During last year’s ill-fated Fan Expo in Toronto I was honoured to sit in on the independent Canadian author’s panel discussion. It was one of the only redeeming elements of the entire weekend and made the whole endeavor worth-while, then some.
One of the greatest rewards as a contributing writer, aside from the obvious opportunities to engaging in some phenomenal adventures in literature, cinematic experience and convention coverage is being witness to seeing an artist evolve and recognize their true
As part one of the panelists Sass contributed to the round table discussion offering aspiring young authors tips on developing and marketing your creative craft. To entice her readership she’d handed out a fifty page pamphlet on her works in progress Secrets of Albion Falls. I was captivated instantly, insatiable for more. I took the liberty of contacting the author and have since developed an extraordinary friendship.
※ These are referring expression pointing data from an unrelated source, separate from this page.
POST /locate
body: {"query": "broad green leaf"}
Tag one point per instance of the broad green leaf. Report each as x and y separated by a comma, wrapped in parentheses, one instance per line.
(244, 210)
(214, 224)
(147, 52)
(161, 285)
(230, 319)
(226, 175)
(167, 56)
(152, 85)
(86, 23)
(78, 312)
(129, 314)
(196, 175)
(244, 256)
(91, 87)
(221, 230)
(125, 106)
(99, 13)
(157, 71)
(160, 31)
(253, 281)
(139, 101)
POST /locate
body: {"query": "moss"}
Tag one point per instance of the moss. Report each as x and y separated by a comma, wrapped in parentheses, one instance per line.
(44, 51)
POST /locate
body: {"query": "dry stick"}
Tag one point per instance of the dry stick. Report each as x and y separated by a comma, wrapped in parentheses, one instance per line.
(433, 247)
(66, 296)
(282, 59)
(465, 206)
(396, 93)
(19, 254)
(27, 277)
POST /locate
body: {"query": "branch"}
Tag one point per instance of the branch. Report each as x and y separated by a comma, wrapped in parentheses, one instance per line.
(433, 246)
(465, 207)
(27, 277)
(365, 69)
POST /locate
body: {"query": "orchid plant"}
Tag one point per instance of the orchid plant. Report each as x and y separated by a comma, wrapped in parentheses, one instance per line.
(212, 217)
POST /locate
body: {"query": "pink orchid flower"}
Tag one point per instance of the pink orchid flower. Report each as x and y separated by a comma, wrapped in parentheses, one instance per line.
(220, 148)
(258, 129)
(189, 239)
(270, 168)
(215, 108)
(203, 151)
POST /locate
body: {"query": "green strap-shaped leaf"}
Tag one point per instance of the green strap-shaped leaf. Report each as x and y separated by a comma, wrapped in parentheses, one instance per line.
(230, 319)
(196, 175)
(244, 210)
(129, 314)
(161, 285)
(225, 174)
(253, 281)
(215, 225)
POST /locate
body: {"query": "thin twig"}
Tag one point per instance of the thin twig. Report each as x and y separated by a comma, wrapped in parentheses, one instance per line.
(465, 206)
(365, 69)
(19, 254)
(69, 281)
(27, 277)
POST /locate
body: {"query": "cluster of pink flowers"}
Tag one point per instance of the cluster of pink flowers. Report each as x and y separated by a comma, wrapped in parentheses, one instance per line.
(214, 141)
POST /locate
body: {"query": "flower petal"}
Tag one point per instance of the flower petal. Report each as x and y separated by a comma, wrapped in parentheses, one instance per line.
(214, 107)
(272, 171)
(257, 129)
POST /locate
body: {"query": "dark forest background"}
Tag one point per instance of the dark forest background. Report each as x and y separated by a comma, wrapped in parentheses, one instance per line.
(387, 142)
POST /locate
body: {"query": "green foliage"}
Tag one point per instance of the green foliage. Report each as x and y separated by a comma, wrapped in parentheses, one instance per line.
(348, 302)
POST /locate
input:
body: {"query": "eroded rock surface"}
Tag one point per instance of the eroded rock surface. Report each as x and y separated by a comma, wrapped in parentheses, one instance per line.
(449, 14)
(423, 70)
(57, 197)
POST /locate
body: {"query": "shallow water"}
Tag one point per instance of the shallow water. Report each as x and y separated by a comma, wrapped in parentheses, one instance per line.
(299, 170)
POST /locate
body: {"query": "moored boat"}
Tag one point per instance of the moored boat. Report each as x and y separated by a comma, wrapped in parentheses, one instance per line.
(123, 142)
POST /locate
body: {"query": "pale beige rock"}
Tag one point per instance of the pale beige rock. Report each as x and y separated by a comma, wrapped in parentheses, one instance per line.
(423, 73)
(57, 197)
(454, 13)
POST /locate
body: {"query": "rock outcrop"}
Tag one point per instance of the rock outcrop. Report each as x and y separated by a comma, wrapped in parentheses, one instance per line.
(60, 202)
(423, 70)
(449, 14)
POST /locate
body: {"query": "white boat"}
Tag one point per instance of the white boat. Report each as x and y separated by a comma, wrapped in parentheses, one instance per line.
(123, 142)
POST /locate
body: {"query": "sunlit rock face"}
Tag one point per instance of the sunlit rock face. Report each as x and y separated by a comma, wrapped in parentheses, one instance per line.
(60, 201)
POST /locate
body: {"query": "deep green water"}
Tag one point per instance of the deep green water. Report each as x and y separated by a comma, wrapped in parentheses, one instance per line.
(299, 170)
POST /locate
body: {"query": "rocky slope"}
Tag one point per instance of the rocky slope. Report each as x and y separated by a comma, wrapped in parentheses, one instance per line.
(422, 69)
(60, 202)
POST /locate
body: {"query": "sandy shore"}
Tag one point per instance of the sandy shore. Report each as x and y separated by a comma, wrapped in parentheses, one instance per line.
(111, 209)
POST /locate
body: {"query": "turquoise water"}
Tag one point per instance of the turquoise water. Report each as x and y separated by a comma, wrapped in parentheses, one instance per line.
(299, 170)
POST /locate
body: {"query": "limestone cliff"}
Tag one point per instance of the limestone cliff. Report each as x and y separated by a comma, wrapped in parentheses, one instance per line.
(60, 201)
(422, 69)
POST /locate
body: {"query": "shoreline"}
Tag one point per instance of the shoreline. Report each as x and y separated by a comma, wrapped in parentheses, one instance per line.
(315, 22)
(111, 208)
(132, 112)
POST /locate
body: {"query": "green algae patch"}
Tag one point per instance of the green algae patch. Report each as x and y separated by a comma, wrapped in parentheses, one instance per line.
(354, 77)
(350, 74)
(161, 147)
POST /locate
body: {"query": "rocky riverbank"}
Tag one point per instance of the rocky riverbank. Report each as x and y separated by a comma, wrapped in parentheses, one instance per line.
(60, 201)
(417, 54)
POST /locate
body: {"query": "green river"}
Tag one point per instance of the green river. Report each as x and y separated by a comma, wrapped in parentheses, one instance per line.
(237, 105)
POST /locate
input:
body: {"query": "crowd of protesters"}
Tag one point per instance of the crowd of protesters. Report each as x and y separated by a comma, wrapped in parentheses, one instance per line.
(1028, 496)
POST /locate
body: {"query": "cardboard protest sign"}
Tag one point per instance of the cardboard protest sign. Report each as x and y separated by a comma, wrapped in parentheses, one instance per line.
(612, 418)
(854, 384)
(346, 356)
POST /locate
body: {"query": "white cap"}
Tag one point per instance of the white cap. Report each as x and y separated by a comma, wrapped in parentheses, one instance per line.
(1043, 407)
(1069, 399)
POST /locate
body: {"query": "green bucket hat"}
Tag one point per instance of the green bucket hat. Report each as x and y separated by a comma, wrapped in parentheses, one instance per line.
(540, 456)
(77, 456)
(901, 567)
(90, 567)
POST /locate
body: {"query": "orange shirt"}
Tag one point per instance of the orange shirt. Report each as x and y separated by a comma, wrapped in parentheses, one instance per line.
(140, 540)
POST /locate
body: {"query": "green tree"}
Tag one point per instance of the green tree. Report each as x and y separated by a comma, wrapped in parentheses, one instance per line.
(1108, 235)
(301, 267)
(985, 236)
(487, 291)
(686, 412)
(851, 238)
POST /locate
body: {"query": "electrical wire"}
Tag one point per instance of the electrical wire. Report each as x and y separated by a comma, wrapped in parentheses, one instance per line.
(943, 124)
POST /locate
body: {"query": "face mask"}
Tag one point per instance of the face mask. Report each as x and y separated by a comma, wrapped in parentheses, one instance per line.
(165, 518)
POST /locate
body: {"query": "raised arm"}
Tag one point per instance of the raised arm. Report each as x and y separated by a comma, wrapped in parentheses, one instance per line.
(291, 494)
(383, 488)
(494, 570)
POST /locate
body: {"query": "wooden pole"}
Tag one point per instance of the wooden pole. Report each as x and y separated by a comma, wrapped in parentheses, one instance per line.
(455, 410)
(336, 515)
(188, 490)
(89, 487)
She’d allowed me the opportunity to read her hit series Coalition of The Supernatural and has even offered encouragement and advise with respect to my often chaotic and flimsy attempts at creative writing.
Although the pamphlet contained a mere fifty pages or so it was just the right dose of captivation and enchantment to whet the appetite for explorers of paranormal adventure.
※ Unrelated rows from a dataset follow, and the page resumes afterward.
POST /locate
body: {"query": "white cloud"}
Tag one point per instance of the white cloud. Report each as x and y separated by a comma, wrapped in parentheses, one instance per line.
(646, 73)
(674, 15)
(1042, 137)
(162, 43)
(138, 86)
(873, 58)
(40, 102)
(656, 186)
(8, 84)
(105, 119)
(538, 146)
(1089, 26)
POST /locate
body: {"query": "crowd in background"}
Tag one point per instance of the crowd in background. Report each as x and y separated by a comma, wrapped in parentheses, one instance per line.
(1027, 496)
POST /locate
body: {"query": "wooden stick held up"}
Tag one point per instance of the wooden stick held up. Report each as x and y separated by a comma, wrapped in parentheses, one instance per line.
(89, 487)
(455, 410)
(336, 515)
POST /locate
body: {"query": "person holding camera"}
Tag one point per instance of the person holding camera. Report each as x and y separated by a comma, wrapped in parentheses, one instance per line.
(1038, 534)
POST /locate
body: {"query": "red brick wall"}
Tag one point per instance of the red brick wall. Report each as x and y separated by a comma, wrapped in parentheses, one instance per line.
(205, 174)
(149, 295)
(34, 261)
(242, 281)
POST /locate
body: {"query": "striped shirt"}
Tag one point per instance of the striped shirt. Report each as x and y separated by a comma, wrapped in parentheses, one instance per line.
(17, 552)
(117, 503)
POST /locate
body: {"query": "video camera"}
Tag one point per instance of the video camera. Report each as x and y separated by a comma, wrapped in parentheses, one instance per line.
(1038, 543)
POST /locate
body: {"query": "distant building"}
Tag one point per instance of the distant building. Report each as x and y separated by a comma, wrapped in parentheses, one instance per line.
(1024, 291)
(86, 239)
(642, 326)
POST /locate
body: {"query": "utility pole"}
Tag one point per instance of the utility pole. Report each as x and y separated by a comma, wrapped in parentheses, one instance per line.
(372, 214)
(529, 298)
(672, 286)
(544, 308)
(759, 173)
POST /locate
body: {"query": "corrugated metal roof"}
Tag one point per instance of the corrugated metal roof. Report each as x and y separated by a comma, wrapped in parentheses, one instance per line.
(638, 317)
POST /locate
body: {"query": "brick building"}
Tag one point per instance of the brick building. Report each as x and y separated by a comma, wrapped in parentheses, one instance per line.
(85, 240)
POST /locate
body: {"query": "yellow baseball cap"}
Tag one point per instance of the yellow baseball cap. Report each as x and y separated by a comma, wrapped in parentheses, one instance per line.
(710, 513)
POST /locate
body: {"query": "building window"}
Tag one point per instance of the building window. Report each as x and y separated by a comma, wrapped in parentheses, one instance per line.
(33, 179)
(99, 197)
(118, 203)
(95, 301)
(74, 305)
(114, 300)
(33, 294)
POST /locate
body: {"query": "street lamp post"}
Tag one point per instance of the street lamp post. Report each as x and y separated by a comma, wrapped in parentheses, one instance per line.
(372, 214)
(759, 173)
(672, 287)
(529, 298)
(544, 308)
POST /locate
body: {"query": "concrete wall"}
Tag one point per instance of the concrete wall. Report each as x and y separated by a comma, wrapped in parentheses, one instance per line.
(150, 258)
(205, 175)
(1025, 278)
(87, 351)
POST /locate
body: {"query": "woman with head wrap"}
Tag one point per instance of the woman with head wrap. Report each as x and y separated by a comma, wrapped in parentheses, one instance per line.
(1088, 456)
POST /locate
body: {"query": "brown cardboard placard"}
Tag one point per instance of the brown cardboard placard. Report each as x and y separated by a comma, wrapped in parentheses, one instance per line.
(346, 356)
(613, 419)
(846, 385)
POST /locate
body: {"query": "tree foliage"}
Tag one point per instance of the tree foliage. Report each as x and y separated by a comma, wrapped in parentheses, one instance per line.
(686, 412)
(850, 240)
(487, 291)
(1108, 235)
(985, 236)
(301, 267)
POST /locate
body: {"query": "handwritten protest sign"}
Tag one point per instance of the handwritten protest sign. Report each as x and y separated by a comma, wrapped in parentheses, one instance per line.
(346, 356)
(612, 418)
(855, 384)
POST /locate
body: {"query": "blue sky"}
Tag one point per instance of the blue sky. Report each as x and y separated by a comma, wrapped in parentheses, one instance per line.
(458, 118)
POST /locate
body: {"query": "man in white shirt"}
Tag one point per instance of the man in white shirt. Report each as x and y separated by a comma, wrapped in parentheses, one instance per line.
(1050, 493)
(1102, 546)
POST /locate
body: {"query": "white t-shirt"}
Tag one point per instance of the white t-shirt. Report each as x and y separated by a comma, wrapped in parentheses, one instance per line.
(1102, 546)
That being said I rather enjoyed The Coalition of The Supernatural as a previous review will indicate in the archives here. I took almost seven months to plunge the recesses of my eager mind deep into the complete version of The Secrets of Albion Falls.
Descriptions within the tale were nothing shy of extraordinary with vivid imagery that denotes an almost lucid back drop of characters, subtext and themes. We’re instantly invested into a bona fide fairy tale, something that is rarely broached upon in today’s contemporary horror fiction.
The character development is spot on exploiting a current society where traditional family units are a ghost of a memory. Protagonists lure you into empathy, inviting a personal piece of you and me into the tale. We plunge further into the layers of how the story transpires with an innate desire to see how the interpersonal relationships develop.
Inner emotion, turmoil and reflection are described effectively from Sophia’s point of view. Cadeaux truly shines in first person persona writing, bringing a myriad of cognitive, feelings and perceptions to life. The author has truly fine-tuned her sense of subtlety in laying clues and innuendo surrounding Aldo and company’s unusual ways. Just when we’re expecting the story to take one direction, it takes a most unexpected detour much to the delight of cynical and novice readers alike. There seems to be an exorbitant duration in plot development when Alba disappears for the climax to come until full flourish. Yet it’s a justifiable evil in this case and will disappoint few and far between. A must read for any fans of fantasy and commercial horror fiction.